未だに眠りから覚めないアキラの部屋に、白い髪の少女と紅い髪の女性が居た。
二人はベッドの傍の椅子に腰掛け、じっとアキラの顔を見つめている。
「……ようやく、雨もあがったみたいですね。」
窓を叩く雨音が止んだ事で、アティが目を窓の外に向けてミユに話しかける。
「……。」
「あ、あはは……。はあ~。」
しかし、ミユからの返答はなく、アティは乾いた笑いを浮かべた後で溜め息を吐いた。
部屋に来て以来、アティは何かとミユに話しかけているのだが、
ミユは部屋に入ってきたアティを一瞥してからは全くそちらを見ようともしない。
当然、会話になる事もなく、先程のやり取りが繰り返されていた。
そして気まずくなったアティが再びアキラに視線を戻した時、来訪を告げるノックの音が響いた。
「?(こんな夜更けにいったい誰かな?)」
ノックがした時、ミユはピクッと耳を動かしたが、出迎える気はないのか座ったままだ。
そこでアティがドアを開けに向かう。
「どちら様ですか?」
「……私です。」
「フレイズさん!?」
アティがドアを開けると、そこには普段とは違い、張りつめた表情をしたフレイズが立っていた。
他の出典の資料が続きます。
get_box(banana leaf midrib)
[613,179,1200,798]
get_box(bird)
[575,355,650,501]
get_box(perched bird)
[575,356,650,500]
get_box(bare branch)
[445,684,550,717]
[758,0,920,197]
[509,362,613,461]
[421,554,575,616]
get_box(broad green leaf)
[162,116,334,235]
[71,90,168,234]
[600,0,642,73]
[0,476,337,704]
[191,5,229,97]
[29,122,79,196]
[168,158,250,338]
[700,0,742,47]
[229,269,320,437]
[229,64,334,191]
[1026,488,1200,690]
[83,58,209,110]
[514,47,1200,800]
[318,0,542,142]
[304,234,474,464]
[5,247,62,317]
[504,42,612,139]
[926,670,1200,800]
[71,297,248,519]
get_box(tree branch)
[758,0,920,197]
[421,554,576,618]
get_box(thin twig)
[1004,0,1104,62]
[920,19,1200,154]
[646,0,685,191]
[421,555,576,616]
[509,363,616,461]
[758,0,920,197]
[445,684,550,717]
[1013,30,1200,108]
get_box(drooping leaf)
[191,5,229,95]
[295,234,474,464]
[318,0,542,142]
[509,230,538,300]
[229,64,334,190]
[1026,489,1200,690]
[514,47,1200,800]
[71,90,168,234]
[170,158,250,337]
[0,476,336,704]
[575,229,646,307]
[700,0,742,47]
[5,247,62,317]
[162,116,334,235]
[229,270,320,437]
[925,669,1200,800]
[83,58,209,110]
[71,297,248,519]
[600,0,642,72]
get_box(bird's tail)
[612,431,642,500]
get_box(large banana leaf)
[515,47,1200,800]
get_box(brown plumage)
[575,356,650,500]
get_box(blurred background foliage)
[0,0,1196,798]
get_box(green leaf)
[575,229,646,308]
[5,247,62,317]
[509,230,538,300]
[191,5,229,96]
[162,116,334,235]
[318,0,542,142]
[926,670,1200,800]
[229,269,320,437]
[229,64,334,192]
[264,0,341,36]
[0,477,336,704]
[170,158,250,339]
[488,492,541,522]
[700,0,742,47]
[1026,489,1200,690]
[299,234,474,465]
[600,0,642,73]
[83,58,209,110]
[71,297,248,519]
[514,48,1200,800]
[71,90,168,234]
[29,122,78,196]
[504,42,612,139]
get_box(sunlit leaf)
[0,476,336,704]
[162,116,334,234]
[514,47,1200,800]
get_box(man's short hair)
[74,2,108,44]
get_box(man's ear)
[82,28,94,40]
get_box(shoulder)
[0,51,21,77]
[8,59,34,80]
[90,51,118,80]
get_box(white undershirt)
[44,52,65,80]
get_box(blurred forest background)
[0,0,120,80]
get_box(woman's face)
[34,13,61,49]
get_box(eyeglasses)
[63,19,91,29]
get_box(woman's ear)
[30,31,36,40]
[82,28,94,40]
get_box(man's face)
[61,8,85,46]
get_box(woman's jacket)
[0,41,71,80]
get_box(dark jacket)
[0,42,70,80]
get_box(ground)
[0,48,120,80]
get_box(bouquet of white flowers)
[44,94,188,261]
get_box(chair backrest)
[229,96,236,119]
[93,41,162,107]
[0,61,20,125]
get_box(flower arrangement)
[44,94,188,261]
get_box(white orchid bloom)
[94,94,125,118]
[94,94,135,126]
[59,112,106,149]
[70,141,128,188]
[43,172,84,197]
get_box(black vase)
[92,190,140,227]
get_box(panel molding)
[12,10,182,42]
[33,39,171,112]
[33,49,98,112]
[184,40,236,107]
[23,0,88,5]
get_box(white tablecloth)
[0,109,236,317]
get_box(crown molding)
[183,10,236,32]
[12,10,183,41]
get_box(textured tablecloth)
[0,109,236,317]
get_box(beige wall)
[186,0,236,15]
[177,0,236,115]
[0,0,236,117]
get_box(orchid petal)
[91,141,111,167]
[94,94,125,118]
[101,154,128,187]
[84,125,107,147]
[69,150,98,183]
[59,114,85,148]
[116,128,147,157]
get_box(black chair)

「こんな夜更けに不躾で申し訳ないのですが、貴女がこちらに居らっしゃると聞いて……。
付いて来て下さい、アティ。
どうしても、貴方にしておきたい話があるんです。」
「……分かりました。」
フレイズの雰囲気に、アティもやや表情を厳しくして応じる。
しかし、そこへ予想外の声が加わる。
「―――俺も行く。」
「アキラ!?」
一番最初に反応したのは、それまでじっと黙って座っていたミユ。
椅子から立ち上がり、アキラの顔を覗き込む。
ミユが見つめる中、アキラはゆっくりと目を開けてミユを見ると、その蒼い瞳で微笑んだ。
「~~っ!!」
その優しい笑みに、ミユが涙を滲ませながらアキラの首に抱きついた。
そんなミユに笑みを深めながら、アキラはその頭を撫でてやる。
そこへ、先程のアキラの言葉を拒絶するフレイズの声がかけられる。
「……申し訳ありませんが、アティと二人だけで話したい事があるのです。」
「なら、この部屋を使えばいい。俺たちは外に出てるから。」
「……。」
その拒絶も、アキラは代替案を出す事でさらりとかわす。
そしてアキラは、沈黙するフレイズを寝たまま横目で睨む。
「……それとも、アティだけを連れ出さなきゃいけない理由でもあるのか?」
「ッ!!」
その言葉に、傍目で判る程フレイズの体が強ばる。
アティとアキラが見つめる中、フレイズは目を瞑って一つ深呼吸すると、
アキラをの目を真っ直ぐ見返して応えた。
「……分かりました。付いて来て下さい。」
△▼△▼△▼△▼△▼△▼△▼△
「ここは……。」
「魔晶の台地。
私たちの領域を満たすマナは、この水晶から生み出されています。」
「「……。」」
フレイズの後を付いて来たアティが辺りを見渡して呟くと、律儀に説明してくれる。
しかし、無理矢理付いて来た筈のアキラと、アキラに付いて来たミユは、
いつもと違うフレイズにも、ここへ連れて来た事にも何も言わず、フレイズを見ていた。
そんな二人の視線に気まずいモノを感じるながらも、
フレイズは敢えて無視するようにアティに話しかける。
「……拓けた場所の方が、何かと都合がいいですからね。」
「例えば―――私と全力で戦う、とか。」
対するアティは、フレイズの剣呑な雰囲気を感じてか、引き締まった表情でフレイズを見据える。
「承知の上でしたか。」
「殺気を感じて……。
これでも、一応は元軍人ですし。」
軽い驚きと安堵を滲ませながら、フレイズがアティと距離を取って言うと、
アティも柔軟な対応が取れる体勢に移って応える。
そして、フレイズが剣を抜こうと柄に手をかけた瞬間、横から伸びた手が、その手ごと柄を押さえ込んだ。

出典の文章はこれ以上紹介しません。